Key technical decisions

Wagmi + viem over ethers.js
Wagmi provides React hooks designed specifically for wallet and contract interactions — useReadContract, useWriteContract, useWatchContractEvent. Combined with viem as the transport layer, this gave me type-safe contract calls and better bundle size than ethers.js. I still used ethers on the server for the faucet where React hooks are not available.
On-chain event subscriptions for real-time UX
Instead of polling the contract for new messages, I used useWatchContractEvent to listen to the NewMessage event. This gave near-real-time updates without unnecessary RPC calls and taught me how event-driven architecture works on Ethereum.
Atomic component structure
I organized components into atoms, forms, widgets, and providers.
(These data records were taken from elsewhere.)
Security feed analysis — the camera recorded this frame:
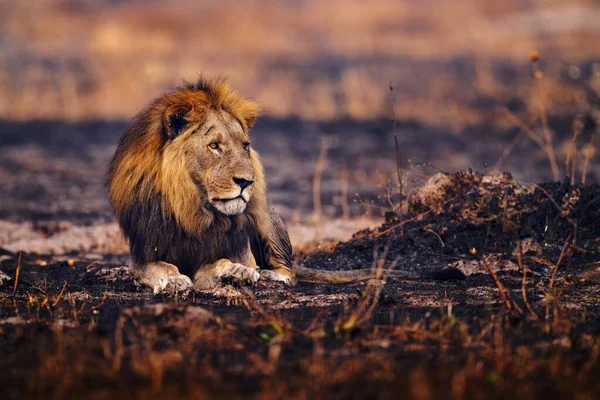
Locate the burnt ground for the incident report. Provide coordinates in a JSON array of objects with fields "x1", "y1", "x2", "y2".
[{"x1": 0, "y1": 115, "x2": 600, "y2": 399}]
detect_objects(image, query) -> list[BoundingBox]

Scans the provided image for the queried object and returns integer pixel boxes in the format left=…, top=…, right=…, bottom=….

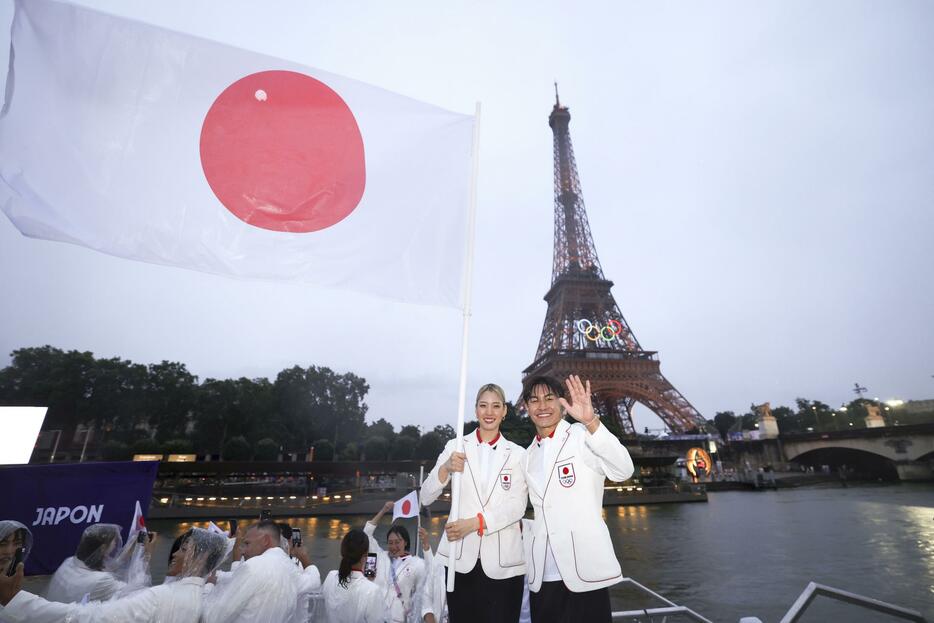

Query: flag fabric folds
left=392, top=491, right=418, bottom=521
left=0, top=0, right=474, bottom=307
Even for a small app, this separation made the codebase navigable and established patterns I can reuse in larger dapps — especially the provider composition pattern for wagmi, RainbowKit, and React Query.
Server-side faucet
Exposing a private key on the client is not an option. The faucet runs as a Next.js API route that holds the key in an environment variable and sends small amounts of Sepolia ETH. This was a practical lesson in keeping secrets server-side in a Web3 context.

Outcome

The app is live on Vercel and functional on Sepolia. I came out of this project confident with the full Web3 frontend stack: wagmi for contract hooks, viem for low-level calls, RainbowKit for wallet UX, and Hardhat for contract development and deployment. The codebase is structured to scale — adding new contract interactions or screens is a matter of writing a new hook and composing existing providers. The project directly informed the architecture of the larger dapp I am building now.